Indeed, I am a plebeian, and you might feel that you, too, could write a rant about the plight of our urban lives. Urban development and municipal experts have many solutions to propose, but few are willing to take action. However, that is not the issue I wish to highlight. I aim to illustrate a much larger concern—that Indian city dwellers are disoriented and devoid of nature, lacking a guiding star to lead them toward a brighter future. Our cities of Mumbai, Delhi, Bengaluru, Ahmedabad, Kolkata, and Chennai have taken on characteristics reminiscent of Jetson-like cities. We show little regard for the Nagar Devata, Gram Devata, and Van Devata, who have protected the cities, towns, and forests that once surrounded us. We wait for formal governance to clean up our beaches, rivers, and ponds without making sufficient efforts to prevent pollution in the first place.

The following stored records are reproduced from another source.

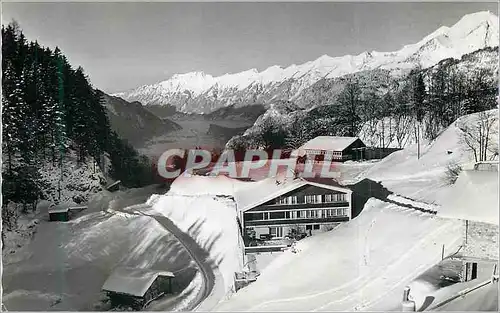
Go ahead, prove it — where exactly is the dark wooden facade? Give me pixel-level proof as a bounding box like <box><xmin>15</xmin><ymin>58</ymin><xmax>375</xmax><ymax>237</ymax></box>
<box><xmin>243</xmin><ymin>185</ymin><xmax>351</xmax><ymax>239</ymax></box>
<box><xmin>49</xmin><ymin>210</ymin><xmax>69</xmax><ymax>222</ymax></box>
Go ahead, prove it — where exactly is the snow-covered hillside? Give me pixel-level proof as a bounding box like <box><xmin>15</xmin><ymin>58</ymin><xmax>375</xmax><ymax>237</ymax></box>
<box><xmin>115</xmin><ymin>12</ymin><xmax>499</xmax><ymax>113</ymax></box>
<box><xmin>216</xmin><ymin>200</ymin><xmax>461</xmax><ymax>312</ymax></box>
<box><xmin>148</xmin><ymin>176</ymin><xmax>245</xmax><ymax>295</ymax></box>
<box><xmin>212</xmin><ymin>110</ymin><xmax>498</xmax><ymax>311</ymax></box>
<box><xmin>364</xmin><ymin>109</ymin><xmax>498</xmax><ymax>204</ymax></box>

For those striving to grasp spirituality not through the Puranas and Aadi-Granth but through new-age podcasts, I recommend watching Vinay Varanasi’s podcast on Bhagavan Vishnu’s Dashavatar. If it is clear that Bhagavan Vishnu does not tolerate disregard for Bhudevi or Mother Earth, why do we, the devotees of Bhagavan Vishnu, continue to pollute our Mother Earth—her air, soil, waters, and sounds? Or have we taken Elon Musk's words at face value, assuming our next destination is Mars after destroying Earth, only to ruin Mars later, even worse than its current clinically sterile state? If that is the case, then bear with me when I say this: these Jetson cities stand on precarious pillars of ego, victimhood, apathy, and consumerism, waiting to be toppled either by the true harbingers of order or by false prophets. Therefore, teach the next generations to observe nature, appreciate our coexistence with other species, and venerate the forces of nature. By doing so, we humans will be good, at least for the next thousand years. If not, prepare for a bleak future by the end of this century.


(The author is a Space and Emerging Technology Fellow at the Centre for Security, Strategy and Technology, Observer Research Foundation, Mumbai. Views personal.)